I'm going through withdrawal on my new TV diet. I am trying something new: Not cold turkey. But I will only watch recorded shows that I can argue to myself have some redeeming value. A few hours a week instead of per day. Zach Braff is on my list. But I am resisting reruns. If I've seen it, I shouldn't need to see it again for a few years.
I am no longer watching hours a day. But my brain is fighting me. It wants to escape from the incessant chatter of my overactive imagination. It wants to hide from everyday frustrations, rather than doing the work of fixing them. It wants to crawl into YouTube, or my well worn collection of (Pohl) Anderson through Zelazny. From experience, it will be about a week before I feel normal without staring at the flicker box.

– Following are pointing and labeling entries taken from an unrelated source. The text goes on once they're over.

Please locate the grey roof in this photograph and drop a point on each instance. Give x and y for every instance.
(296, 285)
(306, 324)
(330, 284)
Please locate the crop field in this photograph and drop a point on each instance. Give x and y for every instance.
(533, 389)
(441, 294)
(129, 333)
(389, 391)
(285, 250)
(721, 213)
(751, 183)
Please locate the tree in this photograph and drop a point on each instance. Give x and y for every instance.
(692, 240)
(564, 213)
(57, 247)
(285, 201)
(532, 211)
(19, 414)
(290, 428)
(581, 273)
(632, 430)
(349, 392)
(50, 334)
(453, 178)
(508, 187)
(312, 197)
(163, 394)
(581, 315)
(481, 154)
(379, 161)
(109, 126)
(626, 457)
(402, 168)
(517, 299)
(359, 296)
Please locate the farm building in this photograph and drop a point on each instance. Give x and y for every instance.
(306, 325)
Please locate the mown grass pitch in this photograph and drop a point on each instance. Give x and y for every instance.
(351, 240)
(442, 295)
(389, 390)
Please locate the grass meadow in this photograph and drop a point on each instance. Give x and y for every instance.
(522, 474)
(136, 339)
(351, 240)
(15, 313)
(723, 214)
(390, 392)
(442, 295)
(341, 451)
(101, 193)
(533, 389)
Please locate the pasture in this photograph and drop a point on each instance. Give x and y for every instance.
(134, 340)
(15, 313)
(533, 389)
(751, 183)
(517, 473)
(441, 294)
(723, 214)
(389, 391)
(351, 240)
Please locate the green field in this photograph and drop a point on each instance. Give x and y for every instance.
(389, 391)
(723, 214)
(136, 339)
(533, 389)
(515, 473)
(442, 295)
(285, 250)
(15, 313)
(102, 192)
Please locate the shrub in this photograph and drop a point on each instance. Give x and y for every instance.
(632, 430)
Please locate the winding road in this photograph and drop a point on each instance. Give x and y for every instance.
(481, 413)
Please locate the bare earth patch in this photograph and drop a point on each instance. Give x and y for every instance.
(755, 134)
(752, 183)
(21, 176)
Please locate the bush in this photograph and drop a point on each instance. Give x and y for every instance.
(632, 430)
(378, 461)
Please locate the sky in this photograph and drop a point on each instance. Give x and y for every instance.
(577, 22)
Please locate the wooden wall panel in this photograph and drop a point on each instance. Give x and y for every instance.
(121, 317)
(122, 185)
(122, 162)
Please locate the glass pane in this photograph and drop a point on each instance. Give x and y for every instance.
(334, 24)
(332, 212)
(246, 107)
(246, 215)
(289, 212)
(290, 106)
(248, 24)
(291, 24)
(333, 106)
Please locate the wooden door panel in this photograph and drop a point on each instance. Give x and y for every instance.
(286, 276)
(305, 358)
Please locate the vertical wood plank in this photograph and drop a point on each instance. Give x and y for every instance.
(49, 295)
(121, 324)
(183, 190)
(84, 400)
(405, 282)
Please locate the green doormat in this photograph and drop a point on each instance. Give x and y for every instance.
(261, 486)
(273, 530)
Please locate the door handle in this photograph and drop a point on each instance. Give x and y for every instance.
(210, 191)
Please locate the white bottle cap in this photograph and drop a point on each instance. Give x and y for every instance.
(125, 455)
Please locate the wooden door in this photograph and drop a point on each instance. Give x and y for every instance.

Every previous time I quit, it was during a change of pace: In college I did 5 years without it. I've quit a few times by going on a trip; I don't do TV while I travel, so withdrawal is masked by actual experience.
My views closely parallel Erich's — television is a huge waste of human potential. Paying for it makes it an added waste of financial potential. The most sensible strategy I've seen so far is the digital recorder — a device that records television programs while deleting the advertising.
Speaking of the advertising: advertisers have become very clever in inserting ads into programs. For example, ads back in the 1970s aired every quarter hour (i.e., one ad block in the middle of a 30-minute program); today, they air every ten minutes (i.e., two ad blocks in the middle of a 30-minute program), thus cutting program time (which is a cost to the television network) and increasing ad time (which is revenue). Also, when a network airs a major Hollywood movie (e.g., Harry Potter), they will typically load most of their ads toward the end of the program, thereby maximizing the number of eyeballs that are watching. I've seen movies on television where the first 30 minutes were nearly commercial-free (to pull in the audience), but the last 30 minutes were packed with ads.
Magazines use similar tricks; for example, loading up the right-side pages with ads, because that's where they eye naturally falls each time the reader turns the page.